Excerpt from the paper concerned below -- pointing out that the raw data on sea levels shows that they have in fact been flat. It is only the addition of various "corrections" -- some of which are quite arbitrary -- that suggests rising sea levels.
Comment on comment by Nerem et al. (2007) on "Estimating future sea level changes from past records"
by Nils-Axel Moerner
First let us clear up the origin of my Fig. 2 (in Moerner, 2004). It is a product of the CLS Company printed in MEDIAS (2000, Fig. 1.2; also available on the net at Aviso, 2000). My curve was a redrawing of this graph. This curve, spanning the time from October 1992 to April 2000, does not record any sea level rise; only a variability plus one (or more) ENSO signals.

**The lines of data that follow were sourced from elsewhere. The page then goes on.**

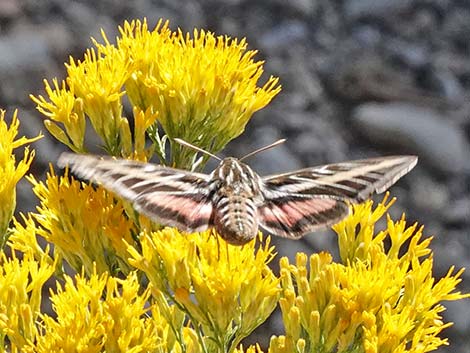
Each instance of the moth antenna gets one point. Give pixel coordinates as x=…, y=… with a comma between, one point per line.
x=187, y=144
x=274, y=144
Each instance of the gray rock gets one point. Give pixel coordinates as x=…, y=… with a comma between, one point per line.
x=23, y=50
x=356, y=9
x=417, y=130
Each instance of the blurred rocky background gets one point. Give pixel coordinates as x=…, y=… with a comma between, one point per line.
x=360, y=78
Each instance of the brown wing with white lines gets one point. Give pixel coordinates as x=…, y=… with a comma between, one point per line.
x=302, y=201
x=168, y=196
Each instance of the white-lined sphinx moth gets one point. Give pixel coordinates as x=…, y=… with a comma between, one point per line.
x=235, y=200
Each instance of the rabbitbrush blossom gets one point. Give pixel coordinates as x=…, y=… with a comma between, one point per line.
x=119, y=283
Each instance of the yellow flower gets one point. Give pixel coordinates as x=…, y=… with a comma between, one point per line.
x=21, y=285
x=100, y=314
x=11, y=171
x=226, y=290
x=87, y=226
x=202, y=88
x=380, y=299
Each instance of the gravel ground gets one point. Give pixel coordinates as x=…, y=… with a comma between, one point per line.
x=360, y=78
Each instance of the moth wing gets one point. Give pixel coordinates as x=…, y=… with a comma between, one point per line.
x=168, y=196
x=304, y=200
x=292, y=216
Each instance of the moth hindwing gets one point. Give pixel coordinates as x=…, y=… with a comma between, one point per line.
x=235, y=200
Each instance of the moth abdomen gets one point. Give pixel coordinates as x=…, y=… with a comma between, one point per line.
x=236, y=219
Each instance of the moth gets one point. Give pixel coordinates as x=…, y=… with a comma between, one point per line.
x=235, y=200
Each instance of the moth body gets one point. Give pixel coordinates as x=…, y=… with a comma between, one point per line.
x=236, y=195
x=235, y=200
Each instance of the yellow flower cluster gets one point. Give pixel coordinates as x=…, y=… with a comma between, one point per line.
x=100, y=314
x=202, y=88
x=227, y=291
x=87, y=226
x=21, y=283
x=378, y=300
x=10, y=171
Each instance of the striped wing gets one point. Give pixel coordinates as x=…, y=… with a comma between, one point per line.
x=168, y=196
x=302, y=201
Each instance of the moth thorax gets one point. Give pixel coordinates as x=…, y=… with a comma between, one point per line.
x=236, y=219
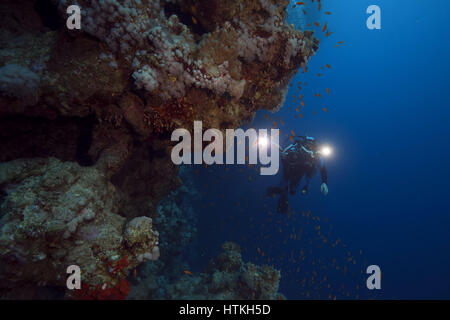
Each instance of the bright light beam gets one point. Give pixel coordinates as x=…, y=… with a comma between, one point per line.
x=326, y=151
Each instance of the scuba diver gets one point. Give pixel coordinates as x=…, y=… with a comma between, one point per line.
x=300, y=159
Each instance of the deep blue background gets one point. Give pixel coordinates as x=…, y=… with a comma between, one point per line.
x=388, y=122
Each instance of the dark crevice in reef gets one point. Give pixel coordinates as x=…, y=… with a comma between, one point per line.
x=67, y=139
x=48, y=13
x=185, y=18
x=86, y=126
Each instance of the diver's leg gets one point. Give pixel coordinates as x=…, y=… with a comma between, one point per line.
x=273, y=191
x=283, y=203
x=295, y=181
x=308, y=177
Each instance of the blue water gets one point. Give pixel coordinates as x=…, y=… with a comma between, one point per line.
x=388, y=122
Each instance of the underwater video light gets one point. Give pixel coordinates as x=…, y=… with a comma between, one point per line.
x=326, y=151
x=263, y=142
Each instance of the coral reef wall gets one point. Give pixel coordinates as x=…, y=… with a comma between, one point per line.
x=86, y=116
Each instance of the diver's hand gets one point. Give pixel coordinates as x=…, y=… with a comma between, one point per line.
x=324, y=189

That was the point of my picture. It should be noted that this graph includes the technical adjustments (including the drift factor of Mitchum, 2000, Fig. 10) illustrated by the lower arrow in Fig. 1. Later the same graph re-appears with a strong tilt (Aviso, 2003; cf. Leuliette et al., 2004; Moerner, 2005). Why is that?
It is because of the introduction of additional calibrations (Mitchum, 2000; Leuliette et al., 2004; Cazenave & Nerem, 2004) - and those "calibrations" are subjective interpretations (Fig. 1; upper arrow); not objective readings. Consequently, they are opinion-dependent. "We adopt the rate given by Douglas (1991,1995) of 1.8~0.1mm/yr", Mitchum (2000) states. This rate, however, is widely debated and far from generally accepted. Especially not in the geological sea level community (cf. Moerner, 2004, Fig. 4), where we realize that the tide gauges quite frequently are installed in unstable local position, and I quote (from Moerner et al., 2004): "Tide gauge records, however, do not provide simple and straight-forward measures of regional eustatic sea level. They are often (not to say usually) dominated by the effects of local compaction and local loading subsidence.

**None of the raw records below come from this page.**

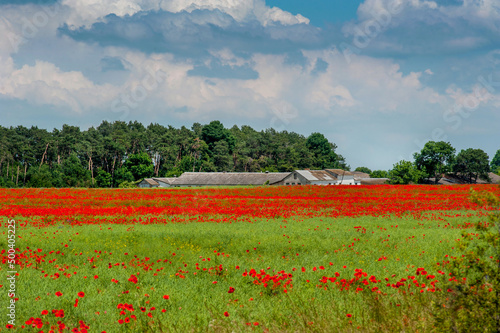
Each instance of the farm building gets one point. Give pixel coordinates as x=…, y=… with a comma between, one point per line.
x=320, y=177
x=229, y=178
x=148, y=182
x=156, y=182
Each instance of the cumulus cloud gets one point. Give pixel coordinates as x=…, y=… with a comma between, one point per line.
x=194, y=34
x=85, y=13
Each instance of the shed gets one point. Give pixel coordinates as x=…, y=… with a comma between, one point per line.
x=229, y=178
x=148, y=183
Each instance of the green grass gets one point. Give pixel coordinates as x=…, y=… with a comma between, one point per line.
x=197, y=304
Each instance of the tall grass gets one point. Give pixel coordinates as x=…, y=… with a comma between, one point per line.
x=165, y=257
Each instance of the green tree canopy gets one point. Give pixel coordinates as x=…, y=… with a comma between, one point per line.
x=435, y=159
x=495, y=162
x=324, y=156
x=472, y=164
x=379, y=174
x=215, y=132
x=140, y=165
x=405, y=172
x=363, y=169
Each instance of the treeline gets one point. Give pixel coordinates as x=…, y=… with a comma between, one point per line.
x=437, y=159
x=117, y=153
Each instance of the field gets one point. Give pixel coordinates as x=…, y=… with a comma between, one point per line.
x=277, y=259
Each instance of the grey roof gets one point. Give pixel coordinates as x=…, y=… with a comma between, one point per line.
x=339, y=172
x=315, y=175
x=373, y=181
x=169, y=180
x=358, y=175
x=228, y=178
x=151, y=181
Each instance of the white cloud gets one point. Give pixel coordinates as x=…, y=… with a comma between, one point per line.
x=87, y=12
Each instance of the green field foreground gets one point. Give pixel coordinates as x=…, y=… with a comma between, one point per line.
x=198, y=276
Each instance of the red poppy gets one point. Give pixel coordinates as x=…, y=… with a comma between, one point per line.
x=133, y=279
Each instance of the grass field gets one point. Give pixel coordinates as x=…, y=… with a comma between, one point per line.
x=257, y=259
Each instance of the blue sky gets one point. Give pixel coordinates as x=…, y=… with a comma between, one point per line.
x=378, y=77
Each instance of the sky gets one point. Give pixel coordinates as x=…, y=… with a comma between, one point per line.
x=379, y=78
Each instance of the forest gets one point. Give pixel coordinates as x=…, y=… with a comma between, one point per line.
x=119, y=153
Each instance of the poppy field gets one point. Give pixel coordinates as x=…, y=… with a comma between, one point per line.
x=260, y=259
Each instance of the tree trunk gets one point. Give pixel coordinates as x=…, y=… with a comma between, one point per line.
x=43, y=156
x=25, y=168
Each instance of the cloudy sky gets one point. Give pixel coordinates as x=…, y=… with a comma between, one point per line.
x=378, y=77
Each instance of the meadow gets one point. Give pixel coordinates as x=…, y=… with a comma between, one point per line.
x=262, y=259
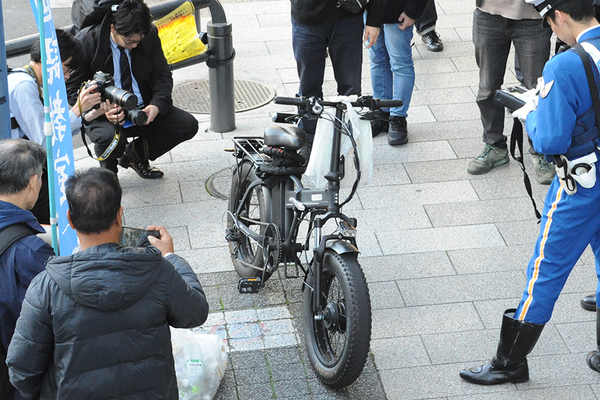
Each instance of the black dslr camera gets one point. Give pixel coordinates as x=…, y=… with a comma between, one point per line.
x=127, y=100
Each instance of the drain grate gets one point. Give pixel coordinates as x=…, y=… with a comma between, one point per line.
x=194, y=96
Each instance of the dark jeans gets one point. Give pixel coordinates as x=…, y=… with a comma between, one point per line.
x=161, y=135
x=311, y=43
x=426, y=23
x=493, y=36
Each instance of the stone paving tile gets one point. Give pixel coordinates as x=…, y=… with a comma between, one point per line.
x=417, y=194
x=459, y=288
x=565, y=392
x=411, y=321
x=440, y=239
x=406, y=266
x=479, y=212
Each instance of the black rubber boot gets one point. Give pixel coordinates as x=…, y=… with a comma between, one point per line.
x=594, y=356
x=380, y=123
x=589, y=302
x=517, y=339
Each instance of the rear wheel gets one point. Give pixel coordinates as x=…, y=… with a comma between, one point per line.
x=338, y=343
x=246, y=253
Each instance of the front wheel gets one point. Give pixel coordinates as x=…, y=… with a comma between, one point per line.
x=338, y=342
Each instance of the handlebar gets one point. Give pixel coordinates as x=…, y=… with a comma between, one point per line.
x=315, y=106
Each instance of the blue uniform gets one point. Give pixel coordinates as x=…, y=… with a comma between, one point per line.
x=569, y=222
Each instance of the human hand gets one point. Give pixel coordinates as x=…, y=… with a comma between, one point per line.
x=115, y=114
x=405, y=21
x=87, y=99
x=371, y=35
x=152, y=112
x=165, y=243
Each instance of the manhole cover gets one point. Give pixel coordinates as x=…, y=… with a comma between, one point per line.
x=194, y=96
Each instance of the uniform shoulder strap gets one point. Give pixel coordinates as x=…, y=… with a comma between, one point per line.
x=12, y=233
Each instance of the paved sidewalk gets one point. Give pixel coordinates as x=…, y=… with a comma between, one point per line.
x=444, y=252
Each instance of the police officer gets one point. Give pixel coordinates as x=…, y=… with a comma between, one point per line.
x=561, y=122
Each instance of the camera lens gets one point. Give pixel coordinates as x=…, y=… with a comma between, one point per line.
x=137, y=116
x=125, y=99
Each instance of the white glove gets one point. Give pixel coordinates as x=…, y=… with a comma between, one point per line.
x=530, y=94
x=530, y=105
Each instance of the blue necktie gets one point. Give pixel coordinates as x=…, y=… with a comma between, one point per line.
x=125, y=71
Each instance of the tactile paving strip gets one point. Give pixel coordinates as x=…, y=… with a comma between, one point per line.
x=194, y=96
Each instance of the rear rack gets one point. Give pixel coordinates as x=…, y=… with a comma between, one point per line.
x=250, y=146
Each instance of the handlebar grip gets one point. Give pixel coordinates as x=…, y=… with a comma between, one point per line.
x=291, y=101
x=387, y=103
x=283, y=117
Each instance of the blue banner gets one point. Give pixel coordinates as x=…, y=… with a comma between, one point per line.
x=63, y=162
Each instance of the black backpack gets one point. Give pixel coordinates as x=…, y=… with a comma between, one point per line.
x=90, y=12
x=8, y=236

With this perspective, our multiple morphological and sedimentological records appear more reliable and conclusive" (cf. Moerner, 2007). This makes the requited "correction" for land motion at the tide gauge very delicate and subjective. The nice and interesting thing with the graph under discussion (Moerner, 2004, Fig. 2) is that it represents the readings before all these interpretational "corrections".